One of my continual frustrations with most programming languages is the lack of
facilities for creating quick'n'easy parser. C has scanf
, but that's
unbelievably fragile, and not particularly useful for more complex formats. You
can use yacc
, or Haskell's parsec
, but all such options are rather
overblown for just parsing, say, a log file.
Take a specific example: the nginx log_format
directive takes a format string
like so (this is not the full default):
$remote_addr - $remote_user [$time_local] [took $request_time ms] "$request"

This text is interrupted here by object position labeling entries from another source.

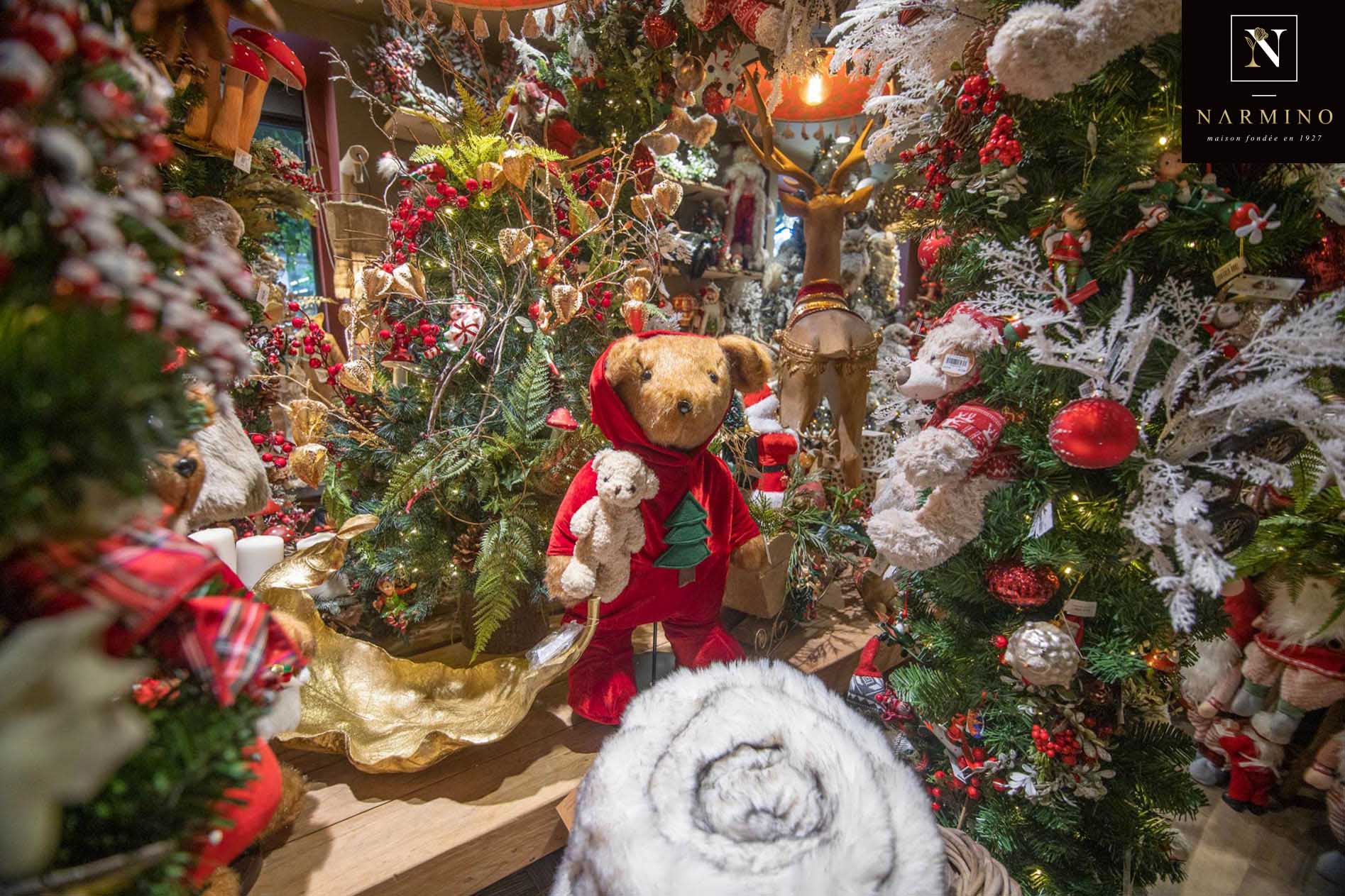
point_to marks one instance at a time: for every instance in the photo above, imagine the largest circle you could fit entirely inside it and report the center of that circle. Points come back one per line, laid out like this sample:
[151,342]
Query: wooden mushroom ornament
[245,65]
[282,64]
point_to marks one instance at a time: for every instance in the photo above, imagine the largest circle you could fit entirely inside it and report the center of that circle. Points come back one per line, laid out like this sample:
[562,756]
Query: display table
[486,812]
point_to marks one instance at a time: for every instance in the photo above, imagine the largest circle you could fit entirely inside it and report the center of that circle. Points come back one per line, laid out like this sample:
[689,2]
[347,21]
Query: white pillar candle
[219,540]
[257,555]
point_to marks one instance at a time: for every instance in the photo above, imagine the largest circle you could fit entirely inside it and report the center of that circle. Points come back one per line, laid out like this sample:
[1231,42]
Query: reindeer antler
[772,157]
[850,160]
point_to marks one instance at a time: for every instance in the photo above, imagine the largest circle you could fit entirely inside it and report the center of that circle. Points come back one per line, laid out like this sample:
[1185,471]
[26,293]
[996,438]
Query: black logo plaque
[1261,81]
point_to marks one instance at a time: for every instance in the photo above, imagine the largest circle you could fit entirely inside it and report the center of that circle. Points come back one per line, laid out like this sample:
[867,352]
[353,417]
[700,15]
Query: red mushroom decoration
[243,64]
[282,65]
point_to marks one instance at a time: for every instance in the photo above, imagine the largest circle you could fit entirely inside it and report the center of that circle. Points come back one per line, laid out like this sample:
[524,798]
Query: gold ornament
[514,244]
[517,166]
[689,73]
[488,172]
[634,314]
[393,714]
[566,300]
[307,420]
[309,462]
[357,375]
[667,197]
[637,288]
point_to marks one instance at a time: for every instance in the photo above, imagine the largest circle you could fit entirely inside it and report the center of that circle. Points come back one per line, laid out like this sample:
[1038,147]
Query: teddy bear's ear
[750,363]
[623,363]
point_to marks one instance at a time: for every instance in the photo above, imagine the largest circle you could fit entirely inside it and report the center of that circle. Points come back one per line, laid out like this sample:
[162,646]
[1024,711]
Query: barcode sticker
[1085,609]
[957,363]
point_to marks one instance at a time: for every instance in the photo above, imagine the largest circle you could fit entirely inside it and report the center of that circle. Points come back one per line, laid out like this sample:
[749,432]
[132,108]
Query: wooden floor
[1243,855]
[488,812]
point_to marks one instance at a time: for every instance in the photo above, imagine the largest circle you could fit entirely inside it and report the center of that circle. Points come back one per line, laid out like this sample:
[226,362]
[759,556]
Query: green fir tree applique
[685,537]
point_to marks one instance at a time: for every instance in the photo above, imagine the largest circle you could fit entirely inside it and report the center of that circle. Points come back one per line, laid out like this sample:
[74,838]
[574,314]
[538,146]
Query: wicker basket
[973,870]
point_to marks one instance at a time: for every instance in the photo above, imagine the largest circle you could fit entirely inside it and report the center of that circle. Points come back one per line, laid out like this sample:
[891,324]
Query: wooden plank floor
[1244,855]
[486,812]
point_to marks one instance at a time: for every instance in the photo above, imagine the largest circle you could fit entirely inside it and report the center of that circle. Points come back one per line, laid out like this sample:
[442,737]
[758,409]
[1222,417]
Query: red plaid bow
[165,584]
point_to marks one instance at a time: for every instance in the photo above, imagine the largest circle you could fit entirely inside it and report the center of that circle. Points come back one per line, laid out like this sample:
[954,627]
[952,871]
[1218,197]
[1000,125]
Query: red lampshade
[842,94]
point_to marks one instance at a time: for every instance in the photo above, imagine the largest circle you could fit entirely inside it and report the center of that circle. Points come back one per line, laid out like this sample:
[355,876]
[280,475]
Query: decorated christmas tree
[1083,426]
[135,663]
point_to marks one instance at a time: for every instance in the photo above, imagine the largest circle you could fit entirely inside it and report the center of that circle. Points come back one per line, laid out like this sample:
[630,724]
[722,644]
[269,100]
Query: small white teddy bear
[954,455]
[608,528]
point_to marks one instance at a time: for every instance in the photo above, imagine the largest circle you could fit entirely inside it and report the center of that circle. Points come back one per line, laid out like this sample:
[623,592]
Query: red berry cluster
[1001,147]
[273,448]
[936,162]
[404,337]
[292,172]
[1062,744]
[979,93]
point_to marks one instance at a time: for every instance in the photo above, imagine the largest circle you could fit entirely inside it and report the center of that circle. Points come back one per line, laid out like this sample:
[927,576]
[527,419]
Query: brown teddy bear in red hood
[662,396]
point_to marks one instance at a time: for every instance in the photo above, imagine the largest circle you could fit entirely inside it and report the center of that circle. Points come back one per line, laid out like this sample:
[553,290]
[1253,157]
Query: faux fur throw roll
[750,779]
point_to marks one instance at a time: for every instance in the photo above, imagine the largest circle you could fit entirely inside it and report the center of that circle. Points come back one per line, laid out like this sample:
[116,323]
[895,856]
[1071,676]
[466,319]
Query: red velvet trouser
[603,680]
[1250,783]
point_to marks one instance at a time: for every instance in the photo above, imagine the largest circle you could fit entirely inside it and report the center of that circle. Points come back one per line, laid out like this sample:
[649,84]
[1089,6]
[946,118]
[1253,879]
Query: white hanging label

This is a nice, simple structure, corresponding neatly to how one would generate the string in many scripting languages. Unfortunately, actually parsing the resulting log is much more challenging. It's perhaps easiest in perl, but even then, you have to go to great lengths to figure out precisely what characters will be permitted in which variable. (Or alternatively, you can probably hack out an entirely unreadable solution with lookaheads and whatnot. Not an attractive prospect.)
Wouldn't it be nice if you could parse a log file using that same format string?
So I've hacked up a haskell library to do that. On hackage and on github. Hopefully, it will prove useful.
Some technical details. It works by treating contiguous chunks of raw text (with no intervening variables) as delimeters, marking the end of the text to be assigned to the previous variable. The shortest match, therefore, is always used. This provides the maximum flexibility for the content of variables, at the cost of rigid requirements for the rest of the text - as this library is intended for parsing auto-generated text, I consider that an acceptable tradeoff. Real-world tools might want to perform some whitespace manipulations (all whitespace to a single space, for example) to allow for greater flexibility in input.